Any number of things could trigger a huge drop in the Dow: a war, a financial collapse in Tokyo, a natural disaster, an invasion from Mars. But you can’t predict those. For me, the two biggest worries the average investor can cope with involve stock mutual funds and long-term interest rates.

Mutual funds first. Investors have poured almost half a trillion dollars- that’s trillion, with a ‘T’–into stock funds since the end of 1990. That helps explain why the Dow has almost doubled in the past five years. What happens if mutual-fund investors get scared and start pulling out money en masse? Nothing good. It’s the disaster scenario: managers sell to raise cash to pay departing holders, driving down stock prices. That decline causes more redemptions, setting off a downward spiral that feeds on itself much as last year’s upward spiral fed on itself. Anything could set this in motion. For all we know, fund managers are even now aping Fidelity Magellan, the world’s biggest stock fund, which had almost 12 percent of its assets in bonds at the end of. November.
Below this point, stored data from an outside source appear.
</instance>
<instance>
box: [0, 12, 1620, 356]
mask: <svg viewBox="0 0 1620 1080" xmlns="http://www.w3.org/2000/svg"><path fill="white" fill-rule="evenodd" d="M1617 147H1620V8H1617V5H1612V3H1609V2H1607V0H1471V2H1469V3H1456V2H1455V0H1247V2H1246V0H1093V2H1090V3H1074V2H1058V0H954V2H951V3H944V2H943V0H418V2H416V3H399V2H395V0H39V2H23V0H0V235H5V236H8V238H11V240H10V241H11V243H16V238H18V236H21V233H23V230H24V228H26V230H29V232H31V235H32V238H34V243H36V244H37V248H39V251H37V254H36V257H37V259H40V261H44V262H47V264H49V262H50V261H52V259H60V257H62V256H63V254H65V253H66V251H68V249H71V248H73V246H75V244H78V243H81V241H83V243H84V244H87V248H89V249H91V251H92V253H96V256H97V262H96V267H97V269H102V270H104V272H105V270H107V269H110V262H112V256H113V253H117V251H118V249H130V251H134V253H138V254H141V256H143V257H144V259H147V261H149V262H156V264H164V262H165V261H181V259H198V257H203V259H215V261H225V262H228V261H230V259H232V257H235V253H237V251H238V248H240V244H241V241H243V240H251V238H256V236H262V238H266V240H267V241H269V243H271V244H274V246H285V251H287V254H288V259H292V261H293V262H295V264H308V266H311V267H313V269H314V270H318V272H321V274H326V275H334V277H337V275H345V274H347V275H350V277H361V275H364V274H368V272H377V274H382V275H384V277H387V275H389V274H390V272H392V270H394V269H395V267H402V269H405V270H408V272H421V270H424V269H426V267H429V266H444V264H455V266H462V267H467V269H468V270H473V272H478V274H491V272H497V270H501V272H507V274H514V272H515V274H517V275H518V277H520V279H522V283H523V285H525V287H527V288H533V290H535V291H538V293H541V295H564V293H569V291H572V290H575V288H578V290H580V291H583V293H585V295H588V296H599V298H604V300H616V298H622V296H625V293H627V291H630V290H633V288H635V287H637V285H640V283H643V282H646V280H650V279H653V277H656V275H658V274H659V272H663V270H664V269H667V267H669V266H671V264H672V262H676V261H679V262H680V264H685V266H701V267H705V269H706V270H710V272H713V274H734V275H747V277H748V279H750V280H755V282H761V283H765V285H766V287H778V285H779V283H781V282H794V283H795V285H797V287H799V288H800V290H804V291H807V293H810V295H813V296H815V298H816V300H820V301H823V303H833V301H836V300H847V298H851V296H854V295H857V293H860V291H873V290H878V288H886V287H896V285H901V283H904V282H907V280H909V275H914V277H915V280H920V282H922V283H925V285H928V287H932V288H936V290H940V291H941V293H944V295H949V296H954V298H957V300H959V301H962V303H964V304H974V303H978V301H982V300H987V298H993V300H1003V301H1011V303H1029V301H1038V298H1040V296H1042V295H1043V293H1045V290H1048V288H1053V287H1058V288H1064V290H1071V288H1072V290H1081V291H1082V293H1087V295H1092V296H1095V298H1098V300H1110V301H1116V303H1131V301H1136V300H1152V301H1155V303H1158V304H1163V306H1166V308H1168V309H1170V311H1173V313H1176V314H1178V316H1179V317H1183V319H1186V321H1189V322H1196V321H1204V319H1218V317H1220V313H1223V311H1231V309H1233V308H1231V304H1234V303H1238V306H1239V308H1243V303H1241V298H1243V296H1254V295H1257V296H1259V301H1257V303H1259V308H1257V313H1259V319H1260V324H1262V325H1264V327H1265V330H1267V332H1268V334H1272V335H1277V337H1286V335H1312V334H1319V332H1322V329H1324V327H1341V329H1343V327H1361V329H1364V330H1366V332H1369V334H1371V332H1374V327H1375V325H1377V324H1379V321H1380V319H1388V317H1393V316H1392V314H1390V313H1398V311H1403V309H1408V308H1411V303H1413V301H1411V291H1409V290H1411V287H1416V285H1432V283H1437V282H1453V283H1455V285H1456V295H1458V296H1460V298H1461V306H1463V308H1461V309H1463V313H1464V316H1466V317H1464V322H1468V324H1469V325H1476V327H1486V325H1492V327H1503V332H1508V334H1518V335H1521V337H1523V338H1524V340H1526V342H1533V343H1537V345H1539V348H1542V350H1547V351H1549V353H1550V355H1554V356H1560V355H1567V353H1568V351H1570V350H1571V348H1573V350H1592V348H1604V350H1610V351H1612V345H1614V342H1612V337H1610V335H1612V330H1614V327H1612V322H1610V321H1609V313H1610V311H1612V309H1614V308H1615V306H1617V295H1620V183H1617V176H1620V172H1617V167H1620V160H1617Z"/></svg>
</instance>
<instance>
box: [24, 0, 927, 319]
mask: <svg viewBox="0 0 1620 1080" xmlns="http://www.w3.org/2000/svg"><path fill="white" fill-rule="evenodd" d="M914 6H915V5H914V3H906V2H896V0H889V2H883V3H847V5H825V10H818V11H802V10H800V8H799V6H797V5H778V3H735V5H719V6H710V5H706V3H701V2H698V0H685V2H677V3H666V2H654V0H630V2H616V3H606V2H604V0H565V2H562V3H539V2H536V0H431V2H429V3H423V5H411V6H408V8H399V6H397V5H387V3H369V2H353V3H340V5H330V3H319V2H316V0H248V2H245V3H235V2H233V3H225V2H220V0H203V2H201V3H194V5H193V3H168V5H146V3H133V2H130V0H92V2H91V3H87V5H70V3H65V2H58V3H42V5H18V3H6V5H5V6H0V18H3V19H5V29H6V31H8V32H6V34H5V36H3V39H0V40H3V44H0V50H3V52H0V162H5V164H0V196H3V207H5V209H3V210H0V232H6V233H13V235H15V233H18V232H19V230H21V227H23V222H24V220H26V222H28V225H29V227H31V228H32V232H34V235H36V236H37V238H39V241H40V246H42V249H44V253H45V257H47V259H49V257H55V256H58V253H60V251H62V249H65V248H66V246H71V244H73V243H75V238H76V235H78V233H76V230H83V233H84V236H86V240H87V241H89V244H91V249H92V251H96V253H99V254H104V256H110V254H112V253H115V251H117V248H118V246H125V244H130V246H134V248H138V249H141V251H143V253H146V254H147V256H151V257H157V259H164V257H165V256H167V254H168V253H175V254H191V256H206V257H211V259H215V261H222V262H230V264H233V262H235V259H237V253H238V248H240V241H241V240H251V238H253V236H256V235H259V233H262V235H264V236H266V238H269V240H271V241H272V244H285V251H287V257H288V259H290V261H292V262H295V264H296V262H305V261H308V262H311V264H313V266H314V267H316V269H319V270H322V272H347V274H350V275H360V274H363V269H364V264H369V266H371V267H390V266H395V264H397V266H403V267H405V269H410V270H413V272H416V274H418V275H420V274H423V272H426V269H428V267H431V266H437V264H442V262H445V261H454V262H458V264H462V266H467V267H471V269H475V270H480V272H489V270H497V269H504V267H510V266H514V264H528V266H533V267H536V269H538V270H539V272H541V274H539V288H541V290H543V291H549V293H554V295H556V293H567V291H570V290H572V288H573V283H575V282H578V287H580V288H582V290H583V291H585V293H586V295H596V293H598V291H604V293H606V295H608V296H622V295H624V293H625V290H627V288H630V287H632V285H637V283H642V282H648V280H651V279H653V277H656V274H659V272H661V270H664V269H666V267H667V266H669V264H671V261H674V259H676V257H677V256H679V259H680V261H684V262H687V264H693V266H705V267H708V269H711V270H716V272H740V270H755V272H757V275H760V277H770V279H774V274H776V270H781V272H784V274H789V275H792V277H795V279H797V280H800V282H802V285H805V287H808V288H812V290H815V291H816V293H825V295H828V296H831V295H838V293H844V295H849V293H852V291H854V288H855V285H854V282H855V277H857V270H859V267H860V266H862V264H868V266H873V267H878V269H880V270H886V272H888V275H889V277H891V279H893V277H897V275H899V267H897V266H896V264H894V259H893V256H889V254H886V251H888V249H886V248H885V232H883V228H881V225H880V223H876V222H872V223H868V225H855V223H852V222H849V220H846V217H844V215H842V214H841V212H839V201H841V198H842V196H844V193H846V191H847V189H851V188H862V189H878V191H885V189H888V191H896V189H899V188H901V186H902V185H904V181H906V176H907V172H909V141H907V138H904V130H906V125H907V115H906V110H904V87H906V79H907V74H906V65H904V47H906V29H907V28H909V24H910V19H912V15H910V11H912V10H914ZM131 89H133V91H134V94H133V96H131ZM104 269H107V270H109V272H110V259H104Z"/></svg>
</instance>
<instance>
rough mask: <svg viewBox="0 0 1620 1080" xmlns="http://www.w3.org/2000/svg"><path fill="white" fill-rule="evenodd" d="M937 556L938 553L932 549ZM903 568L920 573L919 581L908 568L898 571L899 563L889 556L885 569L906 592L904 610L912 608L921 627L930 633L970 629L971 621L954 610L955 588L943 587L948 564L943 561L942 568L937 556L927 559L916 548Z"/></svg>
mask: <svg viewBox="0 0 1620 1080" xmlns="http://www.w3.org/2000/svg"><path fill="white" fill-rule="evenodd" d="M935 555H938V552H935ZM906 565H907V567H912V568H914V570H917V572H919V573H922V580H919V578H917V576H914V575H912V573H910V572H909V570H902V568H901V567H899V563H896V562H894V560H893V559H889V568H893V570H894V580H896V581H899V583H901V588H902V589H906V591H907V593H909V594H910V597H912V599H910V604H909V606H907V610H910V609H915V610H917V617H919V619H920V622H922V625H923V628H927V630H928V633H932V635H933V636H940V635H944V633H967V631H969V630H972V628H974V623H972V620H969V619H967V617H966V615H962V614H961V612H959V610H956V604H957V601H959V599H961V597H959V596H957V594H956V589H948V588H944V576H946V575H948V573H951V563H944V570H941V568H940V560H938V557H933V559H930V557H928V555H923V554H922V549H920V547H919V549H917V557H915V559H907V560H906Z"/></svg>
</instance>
Which brings us to long-term interest rates. A big reason that stocks rose so much last year is that interest rates on 30-year Treasury securities fell to 6 percent from 8 percent. But one school of thought has it that long-term Treasury rates are artificially low because of the financial problems in Japan. Japanese banks are supposedly trying to make big profits by borrowing yen at less than 1 percent in Japan; converting-the yen to dollars and buying 6 percent Treasuries.

But this Japanese money could depart at any moment for any reason-say, the dollar weakens against the yen. If long-term rates then ran up to 7 percent, it would tank the market in a hurry. You’ll notice that I’ve not talked about budget negotiations in Washington. I don’t think that stuff has long-term effects on the market. Look. Since 1982, we’ve had huge federal deficits and the biggest bull market in history. Why should the fate of the markets hang on whether the federal budget will supposedly be balanced in 2002? Especially since everyone is using seven-year projections, which are so long term I don’t think they’re worth the paper they’re printed on.

But even without mutual-fund redemptions or rising interest rates, it’s just time for something bad to happen to the stock market, at least temporarily. Stock prices have been defying nature by rising as sharply and steadily as they have in the past five years. Two of the market experts I consulted – Joseph Rosenberg, chief investment strategist of Loews Corp., and Chris Davis of Davis Selected Advisers, one of the country’s best-regarded fund companies–both said that the Dow could drop 1,000 points sometime this year. The interesting thing is that Rosenberg is bearish, and has pulled most of his personal money out of stocks, while the Davises, whose investors include me, are still heavily invested in stocks.

Now for some advice, for whatever it’s worth. I’m staying heavily in stocks, at least for now, because I know I can’t time the market. But I’m only 51, so I’ve got lots of time to recover from any mistakes. My stocks still seem sound to me and I still have confidence in my mutual funds’ managers. I’m not telling you what to do with your money; that’s your decision, not mine. I can’t help myself. Whenever I try to balance greed and fear, greed almost always wins.